I Lost My Body,” the curious story of a disembodied hand searching to reunite with its body, won the grand prize at the Animation is Film Festival, held Oct. 18-20 in Los Angeles. The audience prize was split between two films, Makoto Shinkai’s “Weathering With You” and “The Swallows of Kabul” by Zabou Breitman and Elea Gobbe-Mevellec.

Netflix acquired the worldwide rights to “I Lost My Body,” directed by Jérémy Clapin, after the film premiered at the Cannes Film Festival in May. The French film — which bested its live-action competition to win the top prize in Critics’ Week at Cannes — screened in its original language at Animation Is Film. Netflix has also prepared an English dub featuring the voices of Dev Patel, Alia Shawkat and George Wendt, which will be available to Netflix subscribers on Nov. 29, two weeks after the French version receives its Oscar-qualifying run on Nov. 15.

“The jury salutes ‘I Lost My Body’ for its surprising and original use of animation as a means to tell an unconventional mystery, one in which the main character is a severed hand that experiences a wide range of emotions and adventures without the use of words,” said jury chair — and Variety chief film critic — Peter Debruge. “French director Jérémy Clapin’s uniquefeature uses visual storytelling in inventive ways, presenting the world from an unexpectedperspective while teaching audiences how to interpret this innovative vocabulary as it unfolds.”

In addition, “Marona’s Fantastic Tale,” an expressionistic film that follows a black-and-white dog after she has an accident that prompts her to reflect on all the homes and owners she’s had, earned a special jury prize for its visual artistry and overall emotional impact. “Rather than emulating the language of live-action, writer-director Anca Damian uses the native potential of animation to its fullest,” Debruge said.

Debruge oversaw a jury that also included Warner Bros. executive VP of theatrical animation Allison Abbate; DreamWorks Animation’s Suzanne Buirgy; Los Angeles Time and NPR film critic Justin Chang; Matthew A. Cherry, the Oscar-winning executive producer of Spike Lee’s “Blackkklansman”; vice president of kids and family at Netflix Melissa Cobb; the Hollywood Reporter’s tech editor Carolyn Giardina; “Book of Life” director Jorge R. Gutierrez; “Kung Fu Panda 2” director Jennifer Yuh Nelson; film critic and historian Charles Solomon; Landmark Cinemas’ head film buyer Mabel Tam and IndieWire editor-at-large Anne Thompson.

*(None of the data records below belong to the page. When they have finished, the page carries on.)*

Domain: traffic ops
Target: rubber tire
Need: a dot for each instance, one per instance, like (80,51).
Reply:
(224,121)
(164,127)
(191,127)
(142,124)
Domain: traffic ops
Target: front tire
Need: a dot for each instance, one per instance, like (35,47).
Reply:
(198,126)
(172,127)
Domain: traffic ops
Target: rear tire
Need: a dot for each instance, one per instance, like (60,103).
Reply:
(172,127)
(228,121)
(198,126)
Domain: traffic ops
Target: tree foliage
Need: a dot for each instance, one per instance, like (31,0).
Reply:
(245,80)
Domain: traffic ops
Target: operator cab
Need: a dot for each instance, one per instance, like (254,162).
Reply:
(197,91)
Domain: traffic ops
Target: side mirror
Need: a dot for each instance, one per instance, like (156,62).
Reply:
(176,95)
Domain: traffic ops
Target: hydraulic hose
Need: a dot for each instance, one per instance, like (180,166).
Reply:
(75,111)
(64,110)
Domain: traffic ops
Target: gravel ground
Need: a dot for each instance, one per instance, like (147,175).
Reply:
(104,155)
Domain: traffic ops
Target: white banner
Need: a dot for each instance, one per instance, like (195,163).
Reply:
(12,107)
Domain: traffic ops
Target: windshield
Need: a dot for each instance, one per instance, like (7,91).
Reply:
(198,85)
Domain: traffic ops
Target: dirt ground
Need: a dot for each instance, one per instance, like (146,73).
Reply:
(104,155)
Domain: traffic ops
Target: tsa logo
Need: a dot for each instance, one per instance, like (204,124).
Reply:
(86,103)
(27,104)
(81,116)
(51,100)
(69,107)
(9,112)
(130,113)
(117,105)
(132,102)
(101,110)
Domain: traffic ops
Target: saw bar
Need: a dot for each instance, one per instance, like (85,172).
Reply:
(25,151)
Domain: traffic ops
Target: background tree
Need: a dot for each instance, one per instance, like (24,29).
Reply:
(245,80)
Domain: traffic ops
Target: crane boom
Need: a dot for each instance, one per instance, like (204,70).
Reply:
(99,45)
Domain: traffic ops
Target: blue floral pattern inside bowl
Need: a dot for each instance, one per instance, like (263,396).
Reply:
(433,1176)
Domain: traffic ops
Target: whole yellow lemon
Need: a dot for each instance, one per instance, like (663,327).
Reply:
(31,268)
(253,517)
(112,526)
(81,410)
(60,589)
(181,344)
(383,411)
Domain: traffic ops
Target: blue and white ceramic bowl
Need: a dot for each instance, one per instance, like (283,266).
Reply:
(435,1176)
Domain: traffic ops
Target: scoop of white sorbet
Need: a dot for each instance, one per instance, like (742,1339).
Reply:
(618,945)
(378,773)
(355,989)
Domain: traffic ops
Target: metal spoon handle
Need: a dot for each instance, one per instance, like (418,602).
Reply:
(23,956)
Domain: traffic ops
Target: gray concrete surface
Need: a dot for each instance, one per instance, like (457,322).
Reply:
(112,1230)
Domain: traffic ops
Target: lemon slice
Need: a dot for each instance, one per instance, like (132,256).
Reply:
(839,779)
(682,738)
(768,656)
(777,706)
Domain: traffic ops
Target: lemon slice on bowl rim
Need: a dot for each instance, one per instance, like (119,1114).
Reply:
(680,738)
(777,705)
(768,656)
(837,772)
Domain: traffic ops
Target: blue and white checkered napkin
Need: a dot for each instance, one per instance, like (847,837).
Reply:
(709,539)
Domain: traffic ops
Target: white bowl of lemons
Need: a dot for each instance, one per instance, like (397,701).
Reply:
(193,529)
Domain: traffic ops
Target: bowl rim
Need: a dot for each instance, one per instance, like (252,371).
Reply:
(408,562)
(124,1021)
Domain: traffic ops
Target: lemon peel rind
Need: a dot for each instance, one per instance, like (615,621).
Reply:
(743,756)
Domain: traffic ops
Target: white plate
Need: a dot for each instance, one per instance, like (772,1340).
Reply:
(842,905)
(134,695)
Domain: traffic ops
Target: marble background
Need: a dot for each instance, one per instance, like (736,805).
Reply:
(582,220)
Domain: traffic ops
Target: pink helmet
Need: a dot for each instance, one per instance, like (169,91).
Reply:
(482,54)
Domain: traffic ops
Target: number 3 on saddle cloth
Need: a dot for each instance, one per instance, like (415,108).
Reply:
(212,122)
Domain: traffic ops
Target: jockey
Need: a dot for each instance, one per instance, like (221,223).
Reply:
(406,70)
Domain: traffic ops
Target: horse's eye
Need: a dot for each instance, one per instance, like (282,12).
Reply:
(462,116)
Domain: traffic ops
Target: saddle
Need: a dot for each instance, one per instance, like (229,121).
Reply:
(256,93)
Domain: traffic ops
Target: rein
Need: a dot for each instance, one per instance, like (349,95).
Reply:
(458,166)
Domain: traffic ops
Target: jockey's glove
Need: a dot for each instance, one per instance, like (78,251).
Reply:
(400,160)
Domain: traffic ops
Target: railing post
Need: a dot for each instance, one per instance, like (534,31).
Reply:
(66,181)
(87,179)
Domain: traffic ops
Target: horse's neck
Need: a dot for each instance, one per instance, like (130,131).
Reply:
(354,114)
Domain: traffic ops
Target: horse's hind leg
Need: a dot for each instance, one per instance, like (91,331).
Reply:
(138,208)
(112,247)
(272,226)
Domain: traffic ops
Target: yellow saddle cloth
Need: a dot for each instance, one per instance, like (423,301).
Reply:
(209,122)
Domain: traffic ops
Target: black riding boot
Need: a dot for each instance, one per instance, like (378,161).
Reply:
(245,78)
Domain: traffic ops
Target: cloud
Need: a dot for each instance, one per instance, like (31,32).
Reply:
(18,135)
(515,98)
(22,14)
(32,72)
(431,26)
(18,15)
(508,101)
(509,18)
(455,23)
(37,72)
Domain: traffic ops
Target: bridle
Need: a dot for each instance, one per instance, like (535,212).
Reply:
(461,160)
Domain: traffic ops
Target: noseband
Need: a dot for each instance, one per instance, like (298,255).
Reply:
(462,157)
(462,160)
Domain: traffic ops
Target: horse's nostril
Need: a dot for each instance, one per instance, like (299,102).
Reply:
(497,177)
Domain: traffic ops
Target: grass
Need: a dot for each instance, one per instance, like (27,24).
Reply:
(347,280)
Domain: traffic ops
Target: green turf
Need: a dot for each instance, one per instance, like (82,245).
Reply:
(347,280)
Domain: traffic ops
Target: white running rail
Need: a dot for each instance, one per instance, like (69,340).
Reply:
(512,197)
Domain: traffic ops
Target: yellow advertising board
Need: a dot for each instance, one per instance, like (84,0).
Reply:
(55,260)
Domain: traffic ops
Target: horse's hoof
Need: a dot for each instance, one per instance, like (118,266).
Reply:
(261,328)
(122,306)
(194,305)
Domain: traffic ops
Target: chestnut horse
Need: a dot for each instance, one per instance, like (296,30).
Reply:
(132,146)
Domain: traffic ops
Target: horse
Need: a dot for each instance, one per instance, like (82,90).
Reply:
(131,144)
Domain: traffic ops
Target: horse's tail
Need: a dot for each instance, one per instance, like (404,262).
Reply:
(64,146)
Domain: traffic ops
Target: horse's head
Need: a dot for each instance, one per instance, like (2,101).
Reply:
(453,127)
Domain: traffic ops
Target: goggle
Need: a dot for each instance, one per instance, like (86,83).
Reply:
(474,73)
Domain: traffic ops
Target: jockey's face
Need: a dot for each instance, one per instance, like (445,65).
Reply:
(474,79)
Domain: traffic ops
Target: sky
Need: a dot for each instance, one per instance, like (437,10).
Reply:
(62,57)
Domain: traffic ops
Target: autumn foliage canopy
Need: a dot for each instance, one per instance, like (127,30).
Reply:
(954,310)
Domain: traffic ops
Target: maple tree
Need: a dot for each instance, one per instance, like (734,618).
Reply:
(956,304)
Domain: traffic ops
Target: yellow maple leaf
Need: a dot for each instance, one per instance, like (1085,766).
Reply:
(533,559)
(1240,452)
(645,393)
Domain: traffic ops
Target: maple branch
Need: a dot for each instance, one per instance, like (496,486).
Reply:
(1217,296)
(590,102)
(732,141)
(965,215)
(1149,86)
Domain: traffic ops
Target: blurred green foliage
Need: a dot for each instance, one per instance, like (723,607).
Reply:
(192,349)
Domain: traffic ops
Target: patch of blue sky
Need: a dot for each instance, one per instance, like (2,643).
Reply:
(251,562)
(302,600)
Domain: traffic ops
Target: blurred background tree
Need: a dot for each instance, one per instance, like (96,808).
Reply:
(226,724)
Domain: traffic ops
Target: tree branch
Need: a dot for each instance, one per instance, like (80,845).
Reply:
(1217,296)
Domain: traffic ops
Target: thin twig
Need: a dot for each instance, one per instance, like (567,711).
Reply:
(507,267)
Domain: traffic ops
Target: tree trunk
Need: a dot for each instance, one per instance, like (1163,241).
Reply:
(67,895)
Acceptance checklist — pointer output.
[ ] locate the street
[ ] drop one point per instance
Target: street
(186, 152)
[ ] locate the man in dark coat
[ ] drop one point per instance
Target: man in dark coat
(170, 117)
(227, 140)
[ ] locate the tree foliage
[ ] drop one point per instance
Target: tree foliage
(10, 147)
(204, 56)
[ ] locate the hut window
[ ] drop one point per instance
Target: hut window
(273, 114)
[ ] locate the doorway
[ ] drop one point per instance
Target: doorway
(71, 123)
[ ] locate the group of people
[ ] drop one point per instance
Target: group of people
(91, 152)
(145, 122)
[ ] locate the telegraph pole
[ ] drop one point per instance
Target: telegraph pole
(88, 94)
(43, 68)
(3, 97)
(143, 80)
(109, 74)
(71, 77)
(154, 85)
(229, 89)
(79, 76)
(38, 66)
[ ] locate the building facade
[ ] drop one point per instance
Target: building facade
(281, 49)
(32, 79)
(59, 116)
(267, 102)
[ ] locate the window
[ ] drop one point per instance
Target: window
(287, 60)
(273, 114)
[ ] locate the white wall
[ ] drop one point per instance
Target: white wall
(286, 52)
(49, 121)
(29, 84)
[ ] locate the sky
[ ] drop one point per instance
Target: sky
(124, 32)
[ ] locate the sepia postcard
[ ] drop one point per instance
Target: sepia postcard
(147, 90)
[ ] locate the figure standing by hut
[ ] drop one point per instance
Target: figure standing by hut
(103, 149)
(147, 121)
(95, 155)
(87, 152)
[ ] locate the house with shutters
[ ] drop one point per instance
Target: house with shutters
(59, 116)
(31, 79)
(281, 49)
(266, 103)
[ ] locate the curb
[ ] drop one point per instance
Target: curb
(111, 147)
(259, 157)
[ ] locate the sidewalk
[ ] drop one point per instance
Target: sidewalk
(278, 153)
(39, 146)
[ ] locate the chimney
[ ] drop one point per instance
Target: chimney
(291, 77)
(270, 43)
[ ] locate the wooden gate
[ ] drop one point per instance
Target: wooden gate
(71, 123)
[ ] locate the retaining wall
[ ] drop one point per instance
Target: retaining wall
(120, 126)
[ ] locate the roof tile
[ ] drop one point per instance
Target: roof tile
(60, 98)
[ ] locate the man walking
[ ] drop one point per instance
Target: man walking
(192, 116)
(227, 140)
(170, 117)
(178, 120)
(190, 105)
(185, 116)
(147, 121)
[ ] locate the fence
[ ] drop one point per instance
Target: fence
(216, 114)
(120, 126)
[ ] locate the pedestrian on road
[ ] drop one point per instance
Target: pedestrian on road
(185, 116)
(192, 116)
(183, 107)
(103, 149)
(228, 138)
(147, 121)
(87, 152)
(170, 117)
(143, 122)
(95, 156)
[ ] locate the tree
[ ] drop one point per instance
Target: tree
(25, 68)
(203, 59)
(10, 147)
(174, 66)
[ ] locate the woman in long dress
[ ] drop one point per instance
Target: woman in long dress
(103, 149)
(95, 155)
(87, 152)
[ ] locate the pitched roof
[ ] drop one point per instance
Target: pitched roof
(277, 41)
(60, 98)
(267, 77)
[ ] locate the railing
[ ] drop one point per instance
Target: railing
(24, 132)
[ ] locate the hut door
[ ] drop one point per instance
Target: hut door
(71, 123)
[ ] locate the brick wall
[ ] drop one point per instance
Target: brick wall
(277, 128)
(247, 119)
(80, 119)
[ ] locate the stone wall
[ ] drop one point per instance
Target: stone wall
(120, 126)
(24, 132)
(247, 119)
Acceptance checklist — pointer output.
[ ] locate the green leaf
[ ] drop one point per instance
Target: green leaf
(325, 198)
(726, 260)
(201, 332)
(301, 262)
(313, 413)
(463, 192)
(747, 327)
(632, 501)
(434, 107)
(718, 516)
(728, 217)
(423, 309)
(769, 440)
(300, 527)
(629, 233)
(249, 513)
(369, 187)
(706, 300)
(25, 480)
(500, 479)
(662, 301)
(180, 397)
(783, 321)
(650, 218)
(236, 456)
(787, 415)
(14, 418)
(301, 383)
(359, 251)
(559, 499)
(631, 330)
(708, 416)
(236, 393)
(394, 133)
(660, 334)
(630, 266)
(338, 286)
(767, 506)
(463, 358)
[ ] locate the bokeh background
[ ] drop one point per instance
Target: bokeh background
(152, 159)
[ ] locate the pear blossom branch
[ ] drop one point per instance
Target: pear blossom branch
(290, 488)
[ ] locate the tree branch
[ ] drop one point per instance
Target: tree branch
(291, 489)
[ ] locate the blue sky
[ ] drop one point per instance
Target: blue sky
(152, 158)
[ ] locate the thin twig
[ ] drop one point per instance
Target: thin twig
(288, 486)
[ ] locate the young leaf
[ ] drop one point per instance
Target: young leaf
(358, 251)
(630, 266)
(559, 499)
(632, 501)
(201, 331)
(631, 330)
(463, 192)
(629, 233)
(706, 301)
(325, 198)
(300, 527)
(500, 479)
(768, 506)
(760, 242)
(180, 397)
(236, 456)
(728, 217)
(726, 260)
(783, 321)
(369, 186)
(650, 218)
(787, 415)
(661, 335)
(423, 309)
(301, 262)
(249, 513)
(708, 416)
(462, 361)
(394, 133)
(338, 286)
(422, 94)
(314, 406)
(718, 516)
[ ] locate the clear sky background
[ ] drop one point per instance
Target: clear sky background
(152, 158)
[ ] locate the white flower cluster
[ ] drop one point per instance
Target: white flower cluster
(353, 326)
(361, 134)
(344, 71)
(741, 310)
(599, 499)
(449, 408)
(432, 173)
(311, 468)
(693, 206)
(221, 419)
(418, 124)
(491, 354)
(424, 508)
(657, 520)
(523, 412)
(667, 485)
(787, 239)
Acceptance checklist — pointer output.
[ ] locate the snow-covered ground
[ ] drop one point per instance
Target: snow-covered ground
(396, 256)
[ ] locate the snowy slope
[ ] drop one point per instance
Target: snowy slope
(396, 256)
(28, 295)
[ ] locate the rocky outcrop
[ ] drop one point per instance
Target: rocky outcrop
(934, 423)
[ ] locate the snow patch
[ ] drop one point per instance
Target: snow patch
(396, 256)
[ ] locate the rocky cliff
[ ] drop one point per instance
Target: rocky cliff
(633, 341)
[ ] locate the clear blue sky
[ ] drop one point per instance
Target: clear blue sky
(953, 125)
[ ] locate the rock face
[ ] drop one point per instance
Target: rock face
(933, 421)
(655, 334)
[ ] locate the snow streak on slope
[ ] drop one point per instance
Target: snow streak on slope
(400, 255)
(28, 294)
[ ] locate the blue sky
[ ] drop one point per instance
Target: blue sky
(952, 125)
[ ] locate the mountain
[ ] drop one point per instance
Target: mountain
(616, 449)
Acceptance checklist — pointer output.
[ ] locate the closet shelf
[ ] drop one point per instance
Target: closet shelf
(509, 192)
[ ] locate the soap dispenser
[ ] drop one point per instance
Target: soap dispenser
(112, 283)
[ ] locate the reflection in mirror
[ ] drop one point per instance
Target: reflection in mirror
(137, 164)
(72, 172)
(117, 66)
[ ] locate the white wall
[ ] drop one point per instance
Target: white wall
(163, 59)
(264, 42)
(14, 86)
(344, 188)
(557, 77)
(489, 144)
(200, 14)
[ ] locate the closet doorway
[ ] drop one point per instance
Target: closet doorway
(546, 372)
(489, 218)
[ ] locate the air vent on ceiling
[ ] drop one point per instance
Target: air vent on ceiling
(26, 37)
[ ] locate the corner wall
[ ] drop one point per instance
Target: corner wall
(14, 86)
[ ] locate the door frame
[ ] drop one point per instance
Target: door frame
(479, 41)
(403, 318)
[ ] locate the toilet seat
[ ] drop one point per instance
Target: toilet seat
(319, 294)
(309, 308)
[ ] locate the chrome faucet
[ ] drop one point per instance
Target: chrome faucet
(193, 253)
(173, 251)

The competition lineup also included opening film “Weathering With You” by Makoto Shinkai; “Bombay Rose” by Gitanjali Rao; “Children of the Sea” by Ayumu Watanabe; “No. 7 Cherry Lane” by Yonfan; “Ride Your Wave” by Masaaki Yuasa; “SHe” by Shengwei Zhou; “The Swallows of Kabul” by Zabou Breitman and Eléa Gobbé-Mévellec; and “White Snake” by Amp Wong and Ji Zhao.

Additionally, the fest had special screenings of “Steven Universe: The Movie,” Chinese box office sensation “Ne Zha” and Atsuya Uki’s “Cencoroll Connect.”

“We are happy to wrap our third Animation Is Film, with congratulations to the winners and all participating films and filmmakers, and to the city of Los Angeles for embracing our event. 2019 is a landmark year for animation. The diversity, global range, and creative inspiration on display at the festival is testament to the continued emergence of animation as a cinematic artform,” said Animation Is Film founder Eric Beckman.

The fest was presented by GKids in partnership with the Annecy Int’l Film Festival, Variety and Fathom Events. Industry partners, hospitality partners and supporters include Animation Magazine, Netflix, Cartoon Brew, Animation World Network, Loews Hotels, Shout! Factory, ASIFA-Hollywood, DreamWorks Animation, ELMA, Paramount Animation, Sony Pictures Animation, UniFrance, Women in Animation, Latinx in Animation and Boom! Studios.